Monday, October 26, 2015

Weighing My Options

After living here a couple of months, I know I need to get out and meet people. I love my kids, but I need adult interaction.

I reinstated my dating profile, and the messages started flowing in. I felt uncertain about trying to date again. I let several days pass while I sat on my feelings. Twiddling my thumbs at home isn't helping me meet people, so I answered a couple of the messages.

One of the guys got frustrated that I didn't answer immediately. He could see I was on the dating website. He assumed that I was ignoring him because his next message to me was that it looked like I was too busy on the site to respond and that it was nice chatting with me.

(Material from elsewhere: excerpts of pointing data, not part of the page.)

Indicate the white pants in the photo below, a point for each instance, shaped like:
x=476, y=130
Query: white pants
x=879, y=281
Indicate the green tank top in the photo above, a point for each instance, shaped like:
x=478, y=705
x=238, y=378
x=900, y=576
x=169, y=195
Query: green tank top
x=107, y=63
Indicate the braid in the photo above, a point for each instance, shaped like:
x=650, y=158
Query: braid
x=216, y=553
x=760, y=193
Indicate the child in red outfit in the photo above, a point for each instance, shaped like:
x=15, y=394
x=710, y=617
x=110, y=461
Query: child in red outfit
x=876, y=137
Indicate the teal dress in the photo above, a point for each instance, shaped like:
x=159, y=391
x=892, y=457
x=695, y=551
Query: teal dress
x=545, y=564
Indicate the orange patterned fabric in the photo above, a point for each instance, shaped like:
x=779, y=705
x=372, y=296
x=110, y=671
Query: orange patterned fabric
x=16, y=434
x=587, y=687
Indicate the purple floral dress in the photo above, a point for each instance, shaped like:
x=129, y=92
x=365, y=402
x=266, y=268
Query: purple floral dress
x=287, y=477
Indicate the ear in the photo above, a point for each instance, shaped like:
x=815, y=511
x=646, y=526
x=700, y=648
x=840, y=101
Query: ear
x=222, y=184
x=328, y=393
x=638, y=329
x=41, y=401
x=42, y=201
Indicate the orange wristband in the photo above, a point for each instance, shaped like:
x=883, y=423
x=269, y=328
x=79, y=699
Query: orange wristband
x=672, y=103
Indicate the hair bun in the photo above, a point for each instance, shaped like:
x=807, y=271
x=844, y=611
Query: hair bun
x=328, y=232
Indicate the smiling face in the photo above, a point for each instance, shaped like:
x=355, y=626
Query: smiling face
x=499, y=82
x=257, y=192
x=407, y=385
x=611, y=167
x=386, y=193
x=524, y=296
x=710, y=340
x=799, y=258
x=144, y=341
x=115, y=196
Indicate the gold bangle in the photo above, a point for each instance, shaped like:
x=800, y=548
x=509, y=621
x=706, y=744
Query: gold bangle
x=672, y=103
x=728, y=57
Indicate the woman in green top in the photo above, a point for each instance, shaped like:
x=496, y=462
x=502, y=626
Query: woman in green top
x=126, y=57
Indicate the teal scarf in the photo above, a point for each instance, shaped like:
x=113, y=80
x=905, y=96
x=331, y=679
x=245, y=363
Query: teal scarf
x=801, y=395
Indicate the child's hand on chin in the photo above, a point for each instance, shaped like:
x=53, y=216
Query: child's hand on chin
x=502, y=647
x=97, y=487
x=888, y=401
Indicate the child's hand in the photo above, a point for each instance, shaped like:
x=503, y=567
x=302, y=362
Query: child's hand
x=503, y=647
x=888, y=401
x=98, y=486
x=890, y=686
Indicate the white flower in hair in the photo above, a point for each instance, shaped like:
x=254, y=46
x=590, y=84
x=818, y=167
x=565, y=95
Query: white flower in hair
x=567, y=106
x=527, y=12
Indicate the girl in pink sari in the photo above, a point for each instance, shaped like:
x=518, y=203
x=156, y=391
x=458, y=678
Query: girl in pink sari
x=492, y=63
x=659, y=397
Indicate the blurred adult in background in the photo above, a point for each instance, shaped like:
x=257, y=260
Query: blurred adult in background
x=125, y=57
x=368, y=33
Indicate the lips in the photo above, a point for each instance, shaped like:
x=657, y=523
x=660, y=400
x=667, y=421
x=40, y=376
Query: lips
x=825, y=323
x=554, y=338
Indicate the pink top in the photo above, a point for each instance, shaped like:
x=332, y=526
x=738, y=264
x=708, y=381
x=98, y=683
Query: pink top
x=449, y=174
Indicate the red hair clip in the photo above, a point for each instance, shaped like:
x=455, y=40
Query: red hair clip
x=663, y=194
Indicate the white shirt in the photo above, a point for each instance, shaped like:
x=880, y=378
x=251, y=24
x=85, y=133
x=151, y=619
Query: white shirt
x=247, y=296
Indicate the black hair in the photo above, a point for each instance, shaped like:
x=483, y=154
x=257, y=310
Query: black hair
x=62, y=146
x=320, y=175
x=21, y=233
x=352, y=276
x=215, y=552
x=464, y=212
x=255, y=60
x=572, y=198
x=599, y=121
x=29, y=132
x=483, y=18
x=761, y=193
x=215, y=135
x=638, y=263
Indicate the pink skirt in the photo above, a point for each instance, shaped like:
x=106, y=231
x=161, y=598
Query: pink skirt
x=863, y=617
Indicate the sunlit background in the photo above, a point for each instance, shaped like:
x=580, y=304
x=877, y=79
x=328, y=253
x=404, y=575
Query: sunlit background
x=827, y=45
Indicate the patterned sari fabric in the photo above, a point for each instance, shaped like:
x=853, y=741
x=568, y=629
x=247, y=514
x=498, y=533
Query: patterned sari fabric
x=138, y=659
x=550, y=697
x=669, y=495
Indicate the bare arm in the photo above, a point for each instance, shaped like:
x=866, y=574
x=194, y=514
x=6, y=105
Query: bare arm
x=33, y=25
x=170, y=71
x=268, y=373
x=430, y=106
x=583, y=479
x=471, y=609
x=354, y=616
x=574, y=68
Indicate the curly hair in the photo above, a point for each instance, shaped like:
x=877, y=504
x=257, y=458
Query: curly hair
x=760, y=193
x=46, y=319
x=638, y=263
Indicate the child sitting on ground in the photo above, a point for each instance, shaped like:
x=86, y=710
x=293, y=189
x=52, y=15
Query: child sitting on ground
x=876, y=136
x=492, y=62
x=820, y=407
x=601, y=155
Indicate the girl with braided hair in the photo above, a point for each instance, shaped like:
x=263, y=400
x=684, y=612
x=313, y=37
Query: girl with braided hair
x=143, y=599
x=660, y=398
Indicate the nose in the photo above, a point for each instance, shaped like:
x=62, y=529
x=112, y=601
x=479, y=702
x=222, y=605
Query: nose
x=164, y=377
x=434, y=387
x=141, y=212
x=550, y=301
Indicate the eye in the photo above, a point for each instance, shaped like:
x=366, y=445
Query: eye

I let him know I was sidetracked by my kids and nice chatting with him too.

No one needs that kind of pressure. Even if it hadn't been my kids, I might have stopped looking at the site to check laundry. Or I might have been considering a thoughtful response. Give people a chance to reply. What his response showed me is that he is self-centered. Thanks for saving me from you!

And that guy's response reminded me that I really don't feel like dating again right now. It's not that I relive it with each telling the way I used to. I'm just tired of thinking about it.

I am shaped by my past, but it doesn't define my future.


Yes, I want to meet someone special, but I don't think that's going to happen online for me. That night I deleted my profile and found myself back at square one.

Another option is to join a Bible study group. No, I don't plan to do this to find someone to date. It would be nice to get out and meet other adults besides the ones where I work. Plus it would be nice to connect with other believers. Between my school schedule and more parents' work, I'm not sure how I will be able to do that unless childcare is provided.

There are running groups along the Coast I would like to join. The exercise would help lift my overall mood. Additionally, it would give me an opportunity to meet new people. Unfortunately, I have the same problem of school and work schedules.

I know I need to do something differently to get a different result. The question remains of what to do.